You’ll be happier if you can find a way to get sun and warmth temporarily, especially during the bleakness of the winter months. Research shows that frequent, short vacations—if you can take them—are a good strategy for raising overall well-being, because they circumvent the adaptation problem. We already know that people who live in cold places get a mood boost as spring arrives; you can simulate that change over and over with short vacations to sunny spots. (Although, of course, you do have to go back home.)
Rather than getting the weather you like, another strategy is to like the weather you get. My wife, a native of sunny Spain, committed to learning the science behind Syracuse, New York’s dreary climate when we moved there and wound up loving it. Similarly, “bad” weather can be made good when it is a vehicle for fun. I met a family that took to winter camping in upstate New York, which seemed to me to be taking things a bit far. But cross-country skiing is a pretty good time—and impossible in Miami.

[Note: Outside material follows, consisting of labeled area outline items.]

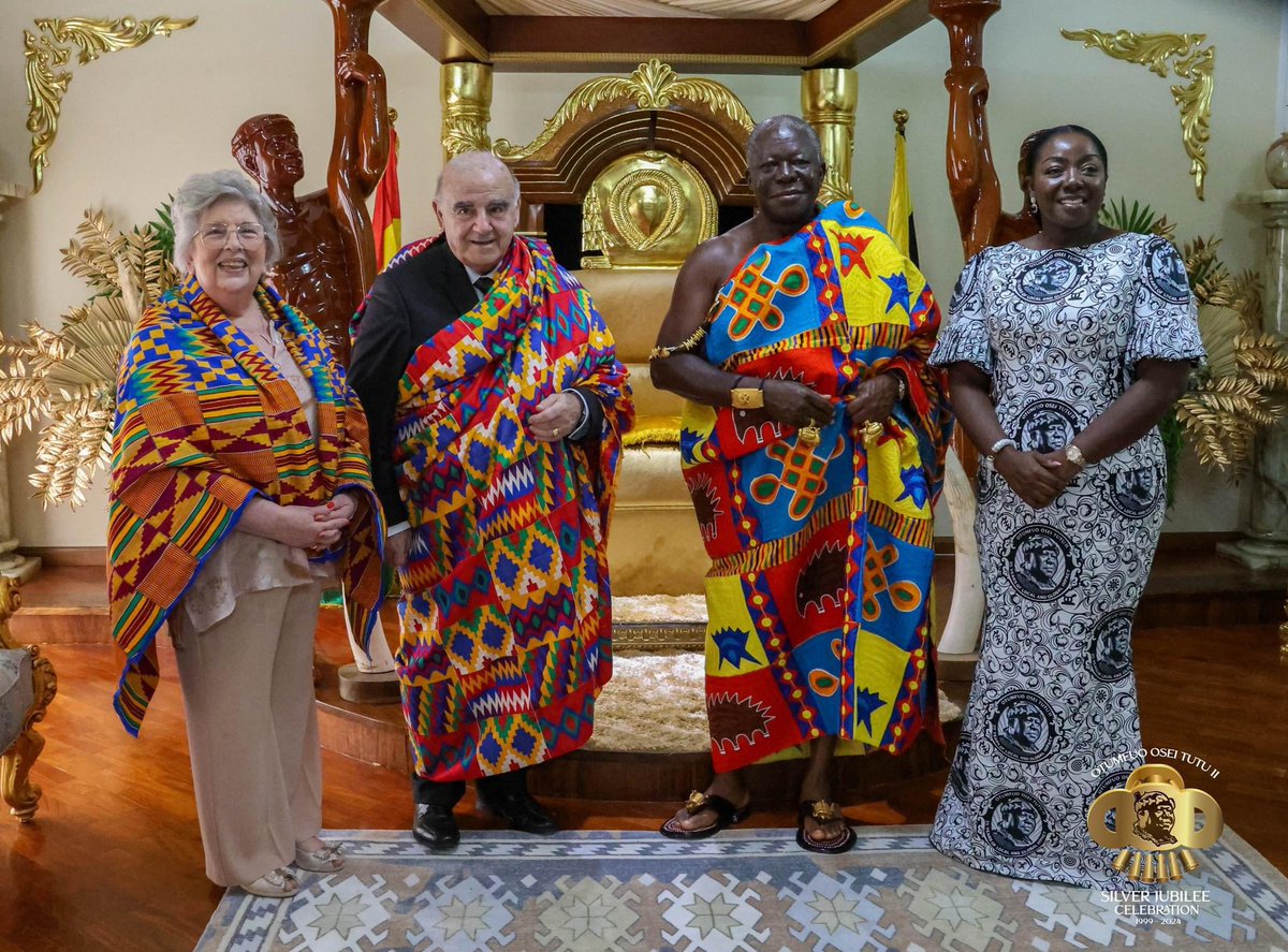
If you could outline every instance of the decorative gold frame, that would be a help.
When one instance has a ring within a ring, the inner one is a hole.
[[[1060,36],[1095,46],[1101,53],[1128,63],[1148,66],[1149,71],[1167,79],[1172,71],[1189,85],[1175,84],[1172,99],[1181,108],[1181,140],[1190,157],[1194,192],[1203,201],[1203,179],[1207,175],[1207,149],[1209,138],[1208,117],[1212,115],[1212,72],[1216,66],[1216,46],[1203,46],[1207,33],[1133,33],[1119,30],[1103,33],[1099,30],[1061,30]]]
[[[45,166],[49,165],[49,149],[58,137],[58,116],[63,97],[71,85],[72,75],[67,70],[54,72],[55,67],[67,66],[71,48],[80,49],[77,61],[81,66],[93,63],[104,53],[142,46],[153,36],[169,36],[175,30],[187,30],[197,22],[191,19],[137,21],[133,17],[120,19],[37,19],[36,30],[22,31],[27,73],[27,131],[31,133],[31,178],[35,183],[32,193],[39,192],[45,182]],[[61,44],[61,45],[55,45]]]
[[[32,701],[22,721],[22,733],[0,755],[0,796],[9,804],[9,812],[21,823],[30,823],[36,815],[41,790],[31,782],[31,765],[40,756],[45,738],[36,733],[36,724],[45,719],[49,702],[58,693],[58,676],[49,658],[40,657],[40,648],[18,644],[9,634],[9,618],[22,607],[18,582],[0,578],[0,648],[21,648],[31,656]]]
[[[509,139],[496,139],[492,152],[507,162],[514,162],[537,152],[554,138],[567,122],[583,109],[594,109],[599,103],[613,99],[634,99],[641,109],[665,109],[674,99],[705,103],[715,112],[723,112],[748,133],[755,126],[751,113],[732,89],[715,80],[690,77],[681,80],[675,70],[661,59],[640,63],[627,79],[600,76],[577,86],[554,116],[527,146],[515,146]],[[444,122],[446,122],[444,116]],[[444,137],[446,148],[446,137]]]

If all else fails, you can simply give up and decide to stop complaining. I have lived in sunny places (Boca Raton, Santa Monica, Barcelona) and gray places (Seattle, upstate New York) in roughly equal measure and have been keeping careful track of my happiness for decades. Despite it being a convenient grievance, the climate has not affected my well-being in any systematic way. Confronted by the data, I have simply given up whining about the Boston winters, and that has helped me like them better. I focus instead on the things I live here for, such as a university teaching job I love.
Many seemingly commonsense ideas about chasing the sun for happiness don’t, shall we say, weather scrutiny. Besides the practical problems I listed above, they suffer from a philosophical one as well: assuming that a little gloom is bad and should be banished. On the contrary, a full life is one that has its sun and rain, all of it offering itself to be experienced. No one put this better than Henry Wadsworth Longfellow in his poem “The Rainy Day”:
Be still, sad heart! and cease repining;
Behind the clouds is the sun still shining;
Thy fate is the common fate of all,
Into each life some rain must fall,
Some days must be dark and dreary.
The sun will be back. In the meantime, be fully alive in the rain.